Wednesday, June 17, 2009
What a sensation Gilbert & Sullilvan must have been back then, the 19th century London equivalent of our Capitol Steps and Second City rolled into one! In fine satirical style, in their best known works they took on the Empire, the peerage, exotic Asia and the Royal Navy.
The Gilbert & Sullivan Society of Austin in its 34th year brings us with Iolanthe their mockery of Parliament itself, pairing the pompous velvet-clad peers of the House of Lords with diaphanous fairies operating by quite a different set of social rules.
Gilbert and Sullivan provided my very first initiation into musical theatre. I was about 12 years old when my father took my brother and me to see The Mikado, all unprepared, in the distinctly unexotic setting of a high school in northern Alabama. We were enraptured by the music, the style, the color and the wit, and we have probably not recovered even yet. I took my wife, equally unexposed to G&S, to see this production of Iolanthe. I was cheered to see on her face, throughout the two acts, the same very attentive little smile that must have marked my own, way back then.

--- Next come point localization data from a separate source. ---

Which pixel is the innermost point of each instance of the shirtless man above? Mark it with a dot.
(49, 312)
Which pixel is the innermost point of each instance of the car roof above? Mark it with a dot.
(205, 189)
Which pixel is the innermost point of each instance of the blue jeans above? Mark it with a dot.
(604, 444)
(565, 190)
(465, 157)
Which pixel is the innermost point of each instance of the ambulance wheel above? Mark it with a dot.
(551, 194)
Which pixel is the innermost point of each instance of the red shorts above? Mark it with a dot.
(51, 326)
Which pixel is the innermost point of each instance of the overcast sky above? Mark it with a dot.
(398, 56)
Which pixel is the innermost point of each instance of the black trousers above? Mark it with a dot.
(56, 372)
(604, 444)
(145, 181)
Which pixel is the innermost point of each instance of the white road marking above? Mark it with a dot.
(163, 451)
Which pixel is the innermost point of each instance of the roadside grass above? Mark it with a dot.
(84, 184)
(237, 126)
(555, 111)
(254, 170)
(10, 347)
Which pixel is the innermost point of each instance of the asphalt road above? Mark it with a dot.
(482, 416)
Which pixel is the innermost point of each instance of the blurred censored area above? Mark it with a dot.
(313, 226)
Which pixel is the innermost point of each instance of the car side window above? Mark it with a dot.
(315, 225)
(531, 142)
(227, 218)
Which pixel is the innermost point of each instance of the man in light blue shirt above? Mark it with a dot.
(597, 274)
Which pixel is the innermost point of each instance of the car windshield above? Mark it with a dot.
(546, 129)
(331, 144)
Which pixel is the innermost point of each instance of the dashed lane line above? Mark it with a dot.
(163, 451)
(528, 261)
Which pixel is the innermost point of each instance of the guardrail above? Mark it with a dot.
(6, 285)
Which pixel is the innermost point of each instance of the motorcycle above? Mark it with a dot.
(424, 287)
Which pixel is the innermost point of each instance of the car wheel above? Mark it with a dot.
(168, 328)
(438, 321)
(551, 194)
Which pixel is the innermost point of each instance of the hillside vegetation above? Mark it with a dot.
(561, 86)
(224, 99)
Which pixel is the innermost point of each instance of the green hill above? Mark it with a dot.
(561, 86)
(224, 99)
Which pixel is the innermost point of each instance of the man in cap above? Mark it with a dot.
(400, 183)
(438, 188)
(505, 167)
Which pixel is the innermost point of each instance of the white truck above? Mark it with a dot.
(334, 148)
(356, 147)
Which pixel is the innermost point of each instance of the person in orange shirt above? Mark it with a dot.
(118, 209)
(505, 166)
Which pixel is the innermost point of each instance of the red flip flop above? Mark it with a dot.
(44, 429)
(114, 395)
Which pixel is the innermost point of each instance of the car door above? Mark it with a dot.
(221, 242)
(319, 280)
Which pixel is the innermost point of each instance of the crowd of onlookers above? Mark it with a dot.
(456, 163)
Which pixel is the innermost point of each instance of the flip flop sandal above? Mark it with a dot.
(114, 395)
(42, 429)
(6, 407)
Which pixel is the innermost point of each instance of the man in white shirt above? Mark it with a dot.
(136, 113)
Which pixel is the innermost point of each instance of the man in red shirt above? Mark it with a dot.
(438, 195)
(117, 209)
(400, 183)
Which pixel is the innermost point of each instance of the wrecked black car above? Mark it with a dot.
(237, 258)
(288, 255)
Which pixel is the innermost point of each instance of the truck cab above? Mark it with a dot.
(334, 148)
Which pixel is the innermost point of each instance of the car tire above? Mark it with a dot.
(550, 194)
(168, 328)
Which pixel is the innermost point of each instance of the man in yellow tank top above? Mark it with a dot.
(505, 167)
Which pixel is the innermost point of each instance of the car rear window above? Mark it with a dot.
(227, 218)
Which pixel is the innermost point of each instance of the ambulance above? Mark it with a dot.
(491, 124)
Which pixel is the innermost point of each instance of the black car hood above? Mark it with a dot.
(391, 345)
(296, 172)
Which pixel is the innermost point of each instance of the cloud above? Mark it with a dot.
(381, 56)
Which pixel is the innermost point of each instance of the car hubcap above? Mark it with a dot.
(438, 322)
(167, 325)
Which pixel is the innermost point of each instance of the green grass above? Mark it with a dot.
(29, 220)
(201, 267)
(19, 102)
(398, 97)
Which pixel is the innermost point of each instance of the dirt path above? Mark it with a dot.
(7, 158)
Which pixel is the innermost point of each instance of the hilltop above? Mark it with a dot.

Their light opera is brainy stuff, pretty far removed from your standard American broadway musical. Recognizing that Austin's G&S society has put a lot of effort into teaching and outreach. Artistic director Ralph MacPhail Jr. and musical director Jeffrey Jones-Ragona worked the talk shows with Dianne Donovan at classical station KMFA and with John Aielli at KUT-FM. Their website includes streaming video both on the front page and on the page providing a history of the organization, with photo and video galleries reporting the last five years of productions. Since Gilbert and Sullivan is music, song and promenading-cum-dancing, that visual approach is effective.